Little Andaman marks the southern boundary of the Andaman group, a low-lying island in the Bay of Bengal that belongs to the South Andaman administrative district. The Duncan Passage separates it from Rutland Island and the Great Andaman chain to the north. It is the principal island of the Little Andaman Group, the smaller counterpart to the massive Great Andaman formation. The terrain stays low -- no dramatic peaks or volcanic ridges -- but the landscape compensates with density. Widespread rainforest covers the interior, harboring rare species of marine turtle that nest along the coastline. White sandy beaches edge the island, and waterfalls thread through the forest, fed by the heavy monsoon rains that drench the region. The Little Andaman Lighthouse, also known as Richardson's Lighthouse, stands on the island's southern tip, 14 kilometers by road from Hut Bay port, marking the edge of the archipelago for ships passing through these waters.

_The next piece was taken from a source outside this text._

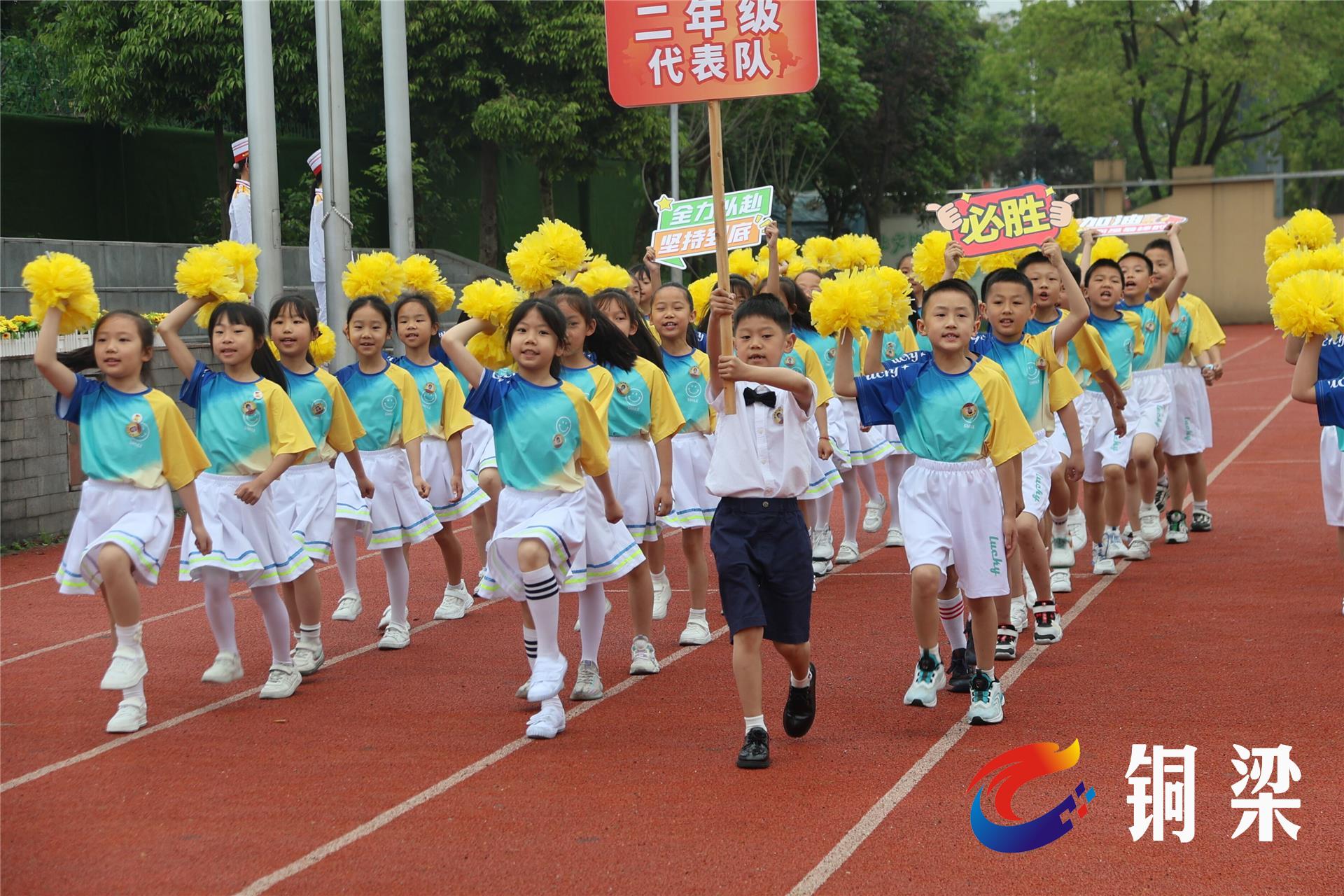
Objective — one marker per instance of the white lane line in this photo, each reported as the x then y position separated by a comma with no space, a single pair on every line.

The demographics of Little Andaman tell a migration story compressed into a few decades. Bengali is the most widely spoken language, claimed as a first language by nearly half the population in the 2011 census. But the linguistic map fragments quickly from there: Telugu speakers, Kurukh speakers, Nicobarese, Tamil, Sadri, Hindi, Malayalam, Kharia -- at least nine distinct language communities sharing a single island. This diversity reflects India's resettlement policies, which brought mainland populations to the Andaman and Nicobar territory over the second half of the 20th century. The original inhabitants, the Onge, are among the most isolated indigenous groups on Earth. Their numbers have dwindled severely, and their relationship with the settler communities remains one of the defining tensions of the island's modern identity. Two worlds coexist here, separated by language, culture, and centuries of different relationship with the forest.

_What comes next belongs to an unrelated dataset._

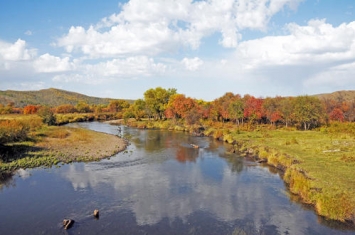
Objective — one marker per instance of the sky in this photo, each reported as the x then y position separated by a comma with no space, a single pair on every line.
203,48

Hut Bay, on the island's east coast, is the gateway. A deep-water wharf accessible through a gap in the coral reef handles daily boat services from Port Blair -- a seven-hour voyage across open water. For those unwilling to spend a day on the sea, Pawan Hans operates helicopter flights that cover the same distance in roughly 40 minutes, and seaplane connections offer another alternative. Once on the island, a single road traces the east coastal line, threading between the forest edge and the shore. The infrastructure is minimal by mainland standards, which is precisely the point for the travelers who seek the island out. There are no traffic jams on Little Andaman, no crowded promenades. The road simply runs along the coast, connecting the port to the beaches and the lighthouse at the island's southern tip.

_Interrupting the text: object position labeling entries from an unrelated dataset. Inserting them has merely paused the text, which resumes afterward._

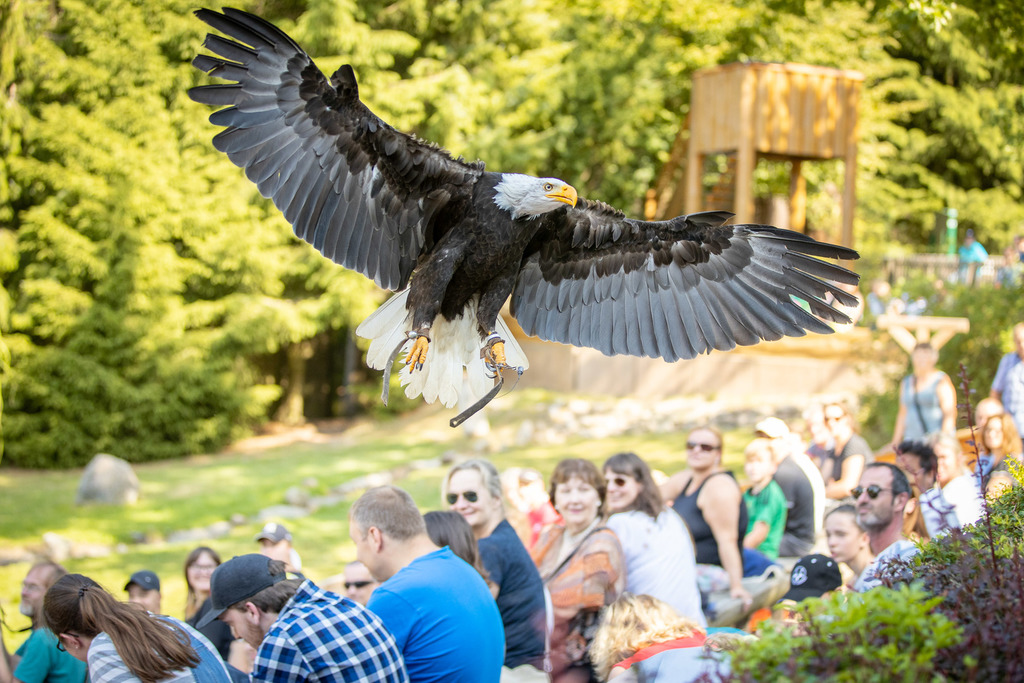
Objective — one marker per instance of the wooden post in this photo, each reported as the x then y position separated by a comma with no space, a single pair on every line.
798,198
745,154
908,331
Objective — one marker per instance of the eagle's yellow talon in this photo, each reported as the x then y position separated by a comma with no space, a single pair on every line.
418,353
494,352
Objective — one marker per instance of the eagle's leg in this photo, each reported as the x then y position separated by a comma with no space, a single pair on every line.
494,352
418,353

Little Andaman has quietly earned a reputation among surfers willing to travel far from the usual circuit. Butler Bay, 14 kilometers from the Hut Bay jetty, draws visitors for its coral viewing, surfing, and marine activities. Tourist huts sit directly on the shore, flanked by coconut plantations that run almost to the waterline. Netaji Nagar Beach, 11 kilometers from the jetty, offers another stretch of undeveloped coastline. Beyond the beaches, the island's interior invites a different kind of exploration: boating through mangrove creeks, walking through rainforest that still functions as a living ecosystem rather than a managed park. An elephant logging plantation -- a relic of an earlier economic era -- remains one of the island's curiosities. The contrast defines Little Andaman: ancient forest and modern surf culture, indigenous homeland and settler colony, India's strategic frontier and one of its most forgotten corners.
Little Andaman sits at approximately 10.75N, 92.50E at the southern end of the Andaman Islands chain. The island covers 707 square kilometers of low-lying, heavily forested terrain. Look for Hut Bay port on the east coast and the Little Andaman Lighthouse (Richardson's Lighthouse) on the southern tip. The Duncan Passage separates it from the Great Andaman group to the north. The nearest major airport is Veer Savarkar International Airport (VOPB) at Port Blair, 88 km to the north. Car Nicobar Air Force Base (VOCX) lies to the south across the Ten Degree Channel. Best viewed at 5,000-10,000 feet to appreciate the island's rainforest coverage and coastal features.